Goldman estimates peak AI agent adoption could arrive in roughly 15 years—far faster than the historical norm of three decades for major technologies—because AI software is improving rapidly and businesses fear falling behind more tech-savvy competitors. Still, the rollout is likely to remain uneven and gradual.4 Adoption is likely to happen task by task and workflow by workflow, rather than through one sudden leap to fully autonomous AI workers.5

Productivity predictions

The Economist

As The Economist puts it in a new piece, “America is experiencing a productivity miracle.” But AI isn’t yet likely the cause, the magazine concludes. Better suspects include the belated adoption of 2010s-era technologies (cloud, smartphones, videoconferencing) by professional services firms and the US economy’s characteristic dynamism in reallocating workers toward more productive firms—a trait on vivid display during the pandemic recovery.

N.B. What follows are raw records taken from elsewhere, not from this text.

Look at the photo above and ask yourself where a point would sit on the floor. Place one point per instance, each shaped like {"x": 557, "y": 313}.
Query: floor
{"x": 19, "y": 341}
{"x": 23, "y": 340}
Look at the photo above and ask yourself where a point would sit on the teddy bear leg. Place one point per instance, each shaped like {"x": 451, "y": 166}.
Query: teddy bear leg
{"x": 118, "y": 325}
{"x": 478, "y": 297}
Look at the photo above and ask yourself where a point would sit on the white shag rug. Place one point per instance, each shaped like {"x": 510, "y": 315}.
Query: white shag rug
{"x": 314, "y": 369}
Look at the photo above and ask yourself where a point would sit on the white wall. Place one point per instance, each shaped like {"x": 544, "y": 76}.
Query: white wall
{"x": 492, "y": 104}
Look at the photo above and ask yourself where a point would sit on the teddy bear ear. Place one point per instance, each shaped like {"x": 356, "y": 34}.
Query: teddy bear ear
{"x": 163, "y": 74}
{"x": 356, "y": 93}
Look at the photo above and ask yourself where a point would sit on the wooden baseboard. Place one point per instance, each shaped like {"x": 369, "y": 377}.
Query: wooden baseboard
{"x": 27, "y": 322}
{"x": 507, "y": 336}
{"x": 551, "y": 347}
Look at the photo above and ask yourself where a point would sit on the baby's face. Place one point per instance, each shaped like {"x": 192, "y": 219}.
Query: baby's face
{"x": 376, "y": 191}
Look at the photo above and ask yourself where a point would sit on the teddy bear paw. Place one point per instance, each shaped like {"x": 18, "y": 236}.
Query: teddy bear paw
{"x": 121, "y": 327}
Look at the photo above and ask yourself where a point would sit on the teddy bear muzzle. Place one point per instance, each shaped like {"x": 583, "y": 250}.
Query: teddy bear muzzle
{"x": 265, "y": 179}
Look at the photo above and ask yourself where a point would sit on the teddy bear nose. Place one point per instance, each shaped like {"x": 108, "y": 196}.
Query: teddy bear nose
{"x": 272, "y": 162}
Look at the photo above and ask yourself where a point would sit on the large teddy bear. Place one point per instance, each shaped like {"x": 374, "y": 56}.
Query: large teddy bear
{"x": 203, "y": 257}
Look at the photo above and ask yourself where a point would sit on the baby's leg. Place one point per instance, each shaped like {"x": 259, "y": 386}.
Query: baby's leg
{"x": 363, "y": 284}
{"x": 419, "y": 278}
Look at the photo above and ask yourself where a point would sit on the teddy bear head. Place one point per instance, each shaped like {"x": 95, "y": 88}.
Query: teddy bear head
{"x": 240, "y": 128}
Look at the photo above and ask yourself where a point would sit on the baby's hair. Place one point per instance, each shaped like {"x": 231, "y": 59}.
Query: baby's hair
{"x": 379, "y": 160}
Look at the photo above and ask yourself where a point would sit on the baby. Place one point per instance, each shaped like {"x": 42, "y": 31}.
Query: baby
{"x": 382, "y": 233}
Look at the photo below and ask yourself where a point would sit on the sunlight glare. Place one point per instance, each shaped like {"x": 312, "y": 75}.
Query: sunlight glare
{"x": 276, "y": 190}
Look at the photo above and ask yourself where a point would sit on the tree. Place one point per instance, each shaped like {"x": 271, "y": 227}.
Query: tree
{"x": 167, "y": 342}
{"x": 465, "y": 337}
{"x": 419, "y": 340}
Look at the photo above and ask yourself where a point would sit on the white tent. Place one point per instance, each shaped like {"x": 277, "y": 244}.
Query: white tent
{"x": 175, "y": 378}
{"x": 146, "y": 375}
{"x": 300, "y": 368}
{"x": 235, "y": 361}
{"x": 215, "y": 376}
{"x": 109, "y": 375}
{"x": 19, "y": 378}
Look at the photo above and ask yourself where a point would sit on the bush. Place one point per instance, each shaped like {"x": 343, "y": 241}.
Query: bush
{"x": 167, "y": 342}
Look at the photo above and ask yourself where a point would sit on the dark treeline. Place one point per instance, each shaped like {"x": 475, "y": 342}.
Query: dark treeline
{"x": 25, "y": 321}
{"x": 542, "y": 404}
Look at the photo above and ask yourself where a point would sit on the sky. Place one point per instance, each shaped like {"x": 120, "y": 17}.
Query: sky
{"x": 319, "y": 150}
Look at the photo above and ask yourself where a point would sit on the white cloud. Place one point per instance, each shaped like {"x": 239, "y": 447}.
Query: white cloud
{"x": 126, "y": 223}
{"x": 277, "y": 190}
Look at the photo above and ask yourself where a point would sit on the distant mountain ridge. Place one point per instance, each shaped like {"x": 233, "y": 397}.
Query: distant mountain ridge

(Lots of startups, too, a factor that now may be getting help from AI.)

Yet there’s every reason to believe AI’s moment is on its way. Faster, please!

1 METR: “Of the 228 tasks in our suite, only 5 are estimated as 16+ hours long, making measurements at this range unstable and less meaningful than at ranges with better task coverage. Thus, we are not highlighting exact estimates for models above 16 hours measured with our current suite.”

2 The “80%” figure refers to the 80 percent success horizon. While Claude Mythos Preview can “reach” 16-hour tasks with a 50 percent success rate, its reliability only remains high (80 percent or better) for tasks requiring roughly 3 to 4 hours of human effort.

3 The paper also gives a great discussion on AGI definitions, which I have drawn upon.

4 GS: Coding agents, for instance, are relatively cheap to operate because software development is high-value and mostly text-based, while AI systems handling live customer-service phone calls remain more expensive and technically difficult.

5 The pattern resembles earlier general-purpose technologies more than a sudden industrial rupture. Electrification, enterprise software and the internet all required long organizational adaptation before their largest productivity gains appeared—effects that emerged not when the technology first worked, but when firms redesigned workflows around it. Goldman explicitly frames agent adoption through the same historical diffusion lens.